Nigeria is ready to dramatically increase its gas supplies to Europe, as the bloc urgently seeks alternatives to its current reliance on Russian energy. [EPA/STR]

Nigeria is ready to dramatically increase its gas supplies to Europe, as the bloc urgently seeks alternatives to its current reliance on Russian energy.

Timipre Sylva, the minister of state for petroleum resources, said that his country is ready to become an alternative gas supplier to the EU, in a meeting on Friday (25 March) with EU diplomats in Abuja.

He urged the bloc to encourage its oil and gas companies, such as Shell, Eni, and Total Energies, to step up their investments in the Nigerian gas sector.

“We would like to be reliable partners to solve the energy problem in Europe and we can only achieve this by working together. It is only when investment in these areas is increased that Nigeria can meet that obligation,” Sylva said.

Last week, at the European Council summit attended by President Joe Biden, the EU finalised an agreement with the US to supply 15 billion cubic metres of liquefied natural gas (LNG) to the bloc this year. Meanwhile, individual countries have been in talks with Algeria, Qatar and other states over potential new supplies.

Algeria, in particular, already provides substantial supplies of gas to the likes of Italy, Portugal and Spain.

Algeria, Niger, and Nigeria recently agreed to construct the multi-billion, 4,128 km Trans-Saharan Gas Pipeline, which will run through the three countries into Europe, and are seeking commercial investment in the project. Once completed, the pipeline will transport 30 billion cubic meters of gas per year.

Until the energy crisis and the changes to the EU’s energy supply following Russia’s invasion of Ukraine, the EU had been encouraging African states to shift away from fossil fuel production towards green energy.

“One of the things we warned against earlier was the speed with which EU was taking away investments in fossil fuels. We warned that the speed was faster than they were developing renewable energy. You can see now that what we were warning against is what is happening now,” stated Sylva, in a critique of the EU’s previous stance.

“In the last 10 years, over $70 billion worth of investments came to Africa, but sadly less than $4 billion came to Nigeria. Surprisingly, we are the biggest in Africa. If we cannot attract investments to Nigeria, you know where we are heading,” he said.

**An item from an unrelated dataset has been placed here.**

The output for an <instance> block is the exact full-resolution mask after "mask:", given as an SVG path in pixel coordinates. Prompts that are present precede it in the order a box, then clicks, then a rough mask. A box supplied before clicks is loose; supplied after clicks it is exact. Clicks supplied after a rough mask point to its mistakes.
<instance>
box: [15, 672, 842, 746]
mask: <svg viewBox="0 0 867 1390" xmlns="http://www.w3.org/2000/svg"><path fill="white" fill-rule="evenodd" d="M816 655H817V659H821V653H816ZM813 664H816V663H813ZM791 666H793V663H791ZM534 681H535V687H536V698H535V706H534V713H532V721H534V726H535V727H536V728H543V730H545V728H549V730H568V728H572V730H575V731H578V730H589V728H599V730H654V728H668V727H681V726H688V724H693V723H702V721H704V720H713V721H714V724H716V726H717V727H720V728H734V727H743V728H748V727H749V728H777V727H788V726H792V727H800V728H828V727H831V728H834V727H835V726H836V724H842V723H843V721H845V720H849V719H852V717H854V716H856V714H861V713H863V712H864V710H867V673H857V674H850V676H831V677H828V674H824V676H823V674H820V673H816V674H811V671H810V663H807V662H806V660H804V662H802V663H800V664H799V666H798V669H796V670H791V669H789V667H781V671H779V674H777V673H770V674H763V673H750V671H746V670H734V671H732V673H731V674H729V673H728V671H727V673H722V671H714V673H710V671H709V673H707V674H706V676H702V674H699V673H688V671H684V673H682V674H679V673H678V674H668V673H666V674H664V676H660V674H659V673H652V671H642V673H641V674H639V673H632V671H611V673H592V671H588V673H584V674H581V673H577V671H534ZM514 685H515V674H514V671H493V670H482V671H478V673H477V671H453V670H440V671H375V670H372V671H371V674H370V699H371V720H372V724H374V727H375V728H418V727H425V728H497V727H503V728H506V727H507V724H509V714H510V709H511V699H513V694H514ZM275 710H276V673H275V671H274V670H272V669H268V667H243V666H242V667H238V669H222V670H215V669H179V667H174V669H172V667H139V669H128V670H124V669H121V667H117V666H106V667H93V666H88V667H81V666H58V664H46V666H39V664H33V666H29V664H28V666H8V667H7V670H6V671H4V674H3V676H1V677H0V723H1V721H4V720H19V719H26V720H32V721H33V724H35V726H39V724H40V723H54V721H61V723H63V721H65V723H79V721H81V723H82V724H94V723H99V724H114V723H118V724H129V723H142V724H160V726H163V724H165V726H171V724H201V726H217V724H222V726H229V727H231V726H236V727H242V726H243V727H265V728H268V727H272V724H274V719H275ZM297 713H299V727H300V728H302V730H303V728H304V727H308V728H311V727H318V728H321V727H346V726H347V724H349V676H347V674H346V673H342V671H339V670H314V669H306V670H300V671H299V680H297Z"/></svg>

However, there has been a major change in tack by senior officials in the European Commission in recent weeks.

The EU’s High Representative on Foreign Affairs, Josep Borrell, revealed that the EU is negotiating with gas-producing countries, including Algeria, about expanding LNG supplies.

Then, a week before February’s EU-African Union summit in Brussels, European Commission Vice-President Margrethe Vestager and Nigerian vice president Yemi Osinbajo agreed to “explore all options for increased supply of Liquified Natural Gas from Nigeria to the EU”.

With the Ukraine crisis putting Europe’s gas supply from Russia at risk, there is an opportunity for Africa’s others gas producers, including Nigeria, to offer exports to Europe, increasing their revenues and also acquiring a key geopolitical position in the process.

At present, the vast majority of Nigeria’s gas exports – around 90% – go to China.